Shareholders deliver blow to iSelect
iSelect shareholders have delivered a first strike against the insurance comparator, challenging executive earnings following a tumultuous period since the company listed in June.
More than 27% of votes at last week’s annual general meeting rejected the remuneration report.
Under the two-strikes rule, if a company receives a 25% vote against its remuneration report two years in a row, shareholders can decide if a new board should be elected.
Last month iSelect cut its calendar-year operating revenue forecast and revealed CEO Matt McCann had resigned over differences with the board on growth priorities.
The company’s shares are trading well below the initial public offering (IPO) price of $1.85.
“It is widely acknowledged and accepted that the timing and structure of our IPO was not ideal,” Executive Chairman and co-founder Damien Waller told the meeting.
“The important thing to bear in mind is that our performance on the stock exchange isn’t a result of something fundamentally wrong with our business.”

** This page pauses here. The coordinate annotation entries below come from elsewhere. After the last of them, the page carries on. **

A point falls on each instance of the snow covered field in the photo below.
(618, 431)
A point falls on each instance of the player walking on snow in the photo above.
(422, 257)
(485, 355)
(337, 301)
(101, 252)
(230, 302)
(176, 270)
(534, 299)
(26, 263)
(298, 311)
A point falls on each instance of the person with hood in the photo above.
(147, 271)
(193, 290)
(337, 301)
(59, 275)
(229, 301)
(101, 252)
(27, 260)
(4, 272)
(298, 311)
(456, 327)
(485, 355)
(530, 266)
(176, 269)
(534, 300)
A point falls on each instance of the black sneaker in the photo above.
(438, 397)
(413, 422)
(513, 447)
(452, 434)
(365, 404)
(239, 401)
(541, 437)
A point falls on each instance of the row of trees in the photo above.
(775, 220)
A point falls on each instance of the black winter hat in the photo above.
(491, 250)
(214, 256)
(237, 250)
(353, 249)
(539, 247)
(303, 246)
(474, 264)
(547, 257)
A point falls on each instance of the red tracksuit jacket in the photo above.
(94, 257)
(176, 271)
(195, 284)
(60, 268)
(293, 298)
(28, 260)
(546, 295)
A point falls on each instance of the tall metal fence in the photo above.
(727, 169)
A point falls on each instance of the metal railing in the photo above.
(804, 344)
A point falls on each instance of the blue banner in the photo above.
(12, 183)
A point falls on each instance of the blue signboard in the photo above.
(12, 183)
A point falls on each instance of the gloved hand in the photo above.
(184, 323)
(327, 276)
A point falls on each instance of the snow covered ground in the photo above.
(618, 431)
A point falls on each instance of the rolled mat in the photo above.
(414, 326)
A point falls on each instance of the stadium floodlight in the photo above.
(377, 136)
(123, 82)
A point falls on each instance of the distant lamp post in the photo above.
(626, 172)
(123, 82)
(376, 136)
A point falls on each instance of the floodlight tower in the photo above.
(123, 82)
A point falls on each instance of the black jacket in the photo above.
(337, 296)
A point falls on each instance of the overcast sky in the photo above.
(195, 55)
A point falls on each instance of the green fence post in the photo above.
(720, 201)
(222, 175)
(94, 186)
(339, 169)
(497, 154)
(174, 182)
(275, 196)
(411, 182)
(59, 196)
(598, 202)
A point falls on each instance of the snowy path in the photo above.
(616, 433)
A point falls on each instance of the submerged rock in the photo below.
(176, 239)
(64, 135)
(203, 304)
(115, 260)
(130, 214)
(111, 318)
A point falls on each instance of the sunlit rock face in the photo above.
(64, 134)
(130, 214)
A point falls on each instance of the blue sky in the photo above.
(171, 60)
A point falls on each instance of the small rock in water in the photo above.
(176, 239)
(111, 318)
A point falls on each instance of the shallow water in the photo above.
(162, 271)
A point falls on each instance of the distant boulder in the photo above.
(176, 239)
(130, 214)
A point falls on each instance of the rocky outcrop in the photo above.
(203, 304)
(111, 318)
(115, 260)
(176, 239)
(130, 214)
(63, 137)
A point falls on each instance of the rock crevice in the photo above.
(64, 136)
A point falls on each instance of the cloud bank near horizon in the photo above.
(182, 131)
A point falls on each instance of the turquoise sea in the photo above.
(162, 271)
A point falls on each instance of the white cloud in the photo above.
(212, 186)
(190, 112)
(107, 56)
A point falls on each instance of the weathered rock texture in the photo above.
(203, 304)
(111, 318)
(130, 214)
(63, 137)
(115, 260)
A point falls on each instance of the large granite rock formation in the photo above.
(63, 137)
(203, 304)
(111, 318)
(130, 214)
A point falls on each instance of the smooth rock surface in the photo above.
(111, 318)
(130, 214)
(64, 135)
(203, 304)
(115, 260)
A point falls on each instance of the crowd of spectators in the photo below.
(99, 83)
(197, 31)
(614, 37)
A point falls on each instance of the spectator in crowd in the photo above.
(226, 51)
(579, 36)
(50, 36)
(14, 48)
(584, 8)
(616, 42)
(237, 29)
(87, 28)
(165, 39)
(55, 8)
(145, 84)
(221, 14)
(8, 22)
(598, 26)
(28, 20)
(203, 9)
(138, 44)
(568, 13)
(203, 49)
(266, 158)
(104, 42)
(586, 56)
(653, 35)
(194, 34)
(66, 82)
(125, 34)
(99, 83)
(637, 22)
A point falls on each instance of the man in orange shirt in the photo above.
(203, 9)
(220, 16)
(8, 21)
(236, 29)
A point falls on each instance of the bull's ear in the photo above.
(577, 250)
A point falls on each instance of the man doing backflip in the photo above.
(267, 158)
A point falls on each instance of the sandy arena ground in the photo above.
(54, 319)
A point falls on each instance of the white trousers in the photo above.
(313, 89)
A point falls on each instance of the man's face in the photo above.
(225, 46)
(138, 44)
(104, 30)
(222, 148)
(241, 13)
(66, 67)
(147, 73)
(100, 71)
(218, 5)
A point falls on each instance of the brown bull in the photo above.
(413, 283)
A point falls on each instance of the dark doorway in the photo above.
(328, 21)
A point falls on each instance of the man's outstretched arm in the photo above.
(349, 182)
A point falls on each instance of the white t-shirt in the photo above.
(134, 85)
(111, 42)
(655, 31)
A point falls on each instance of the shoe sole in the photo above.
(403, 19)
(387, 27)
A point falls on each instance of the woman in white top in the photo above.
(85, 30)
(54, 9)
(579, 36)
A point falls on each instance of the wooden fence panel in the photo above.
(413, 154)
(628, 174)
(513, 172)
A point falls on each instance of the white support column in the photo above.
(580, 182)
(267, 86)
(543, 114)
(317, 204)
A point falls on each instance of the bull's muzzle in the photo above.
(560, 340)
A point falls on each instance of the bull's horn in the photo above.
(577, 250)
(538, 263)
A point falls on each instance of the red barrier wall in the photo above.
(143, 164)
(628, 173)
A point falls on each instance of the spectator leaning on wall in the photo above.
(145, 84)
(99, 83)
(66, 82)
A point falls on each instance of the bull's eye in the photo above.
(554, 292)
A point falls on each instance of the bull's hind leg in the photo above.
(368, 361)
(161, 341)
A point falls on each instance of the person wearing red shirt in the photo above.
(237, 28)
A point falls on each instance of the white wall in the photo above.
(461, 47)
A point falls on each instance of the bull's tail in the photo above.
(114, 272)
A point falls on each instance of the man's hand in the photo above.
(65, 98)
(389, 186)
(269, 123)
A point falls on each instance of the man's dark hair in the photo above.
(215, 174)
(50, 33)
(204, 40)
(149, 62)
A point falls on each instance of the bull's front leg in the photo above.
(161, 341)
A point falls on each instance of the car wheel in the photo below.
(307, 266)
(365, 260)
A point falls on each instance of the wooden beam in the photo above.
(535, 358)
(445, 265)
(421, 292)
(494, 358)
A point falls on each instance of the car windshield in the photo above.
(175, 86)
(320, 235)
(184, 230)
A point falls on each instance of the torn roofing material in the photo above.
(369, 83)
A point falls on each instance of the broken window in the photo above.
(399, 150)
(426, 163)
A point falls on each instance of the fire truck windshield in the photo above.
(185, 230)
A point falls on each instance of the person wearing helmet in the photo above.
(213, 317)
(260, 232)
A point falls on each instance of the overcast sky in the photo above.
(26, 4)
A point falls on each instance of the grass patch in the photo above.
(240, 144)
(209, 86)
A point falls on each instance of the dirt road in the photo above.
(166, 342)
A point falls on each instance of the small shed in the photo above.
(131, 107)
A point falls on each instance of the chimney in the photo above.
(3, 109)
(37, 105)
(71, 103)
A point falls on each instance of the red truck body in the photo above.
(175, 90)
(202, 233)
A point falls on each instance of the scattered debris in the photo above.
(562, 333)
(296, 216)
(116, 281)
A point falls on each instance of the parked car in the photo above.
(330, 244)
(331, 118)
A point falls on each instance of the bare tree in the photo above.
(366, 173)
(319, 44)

Mr Waller says the company is making progress in its search for a new CEO and expects to make an appointment in the new year.
iSelect says September-quarter revenue grew 11% on the corresponding period last year and earnings before interest, tax, depreciation and amortisation, excluding IPO costs, gained 52%.
“We expect to see continued year-on-year growth as a result of the investments made in data analytics and our newer business units,” Mr Waller said. “We also look forward to a return to more stable conditions within the private health insurance market.”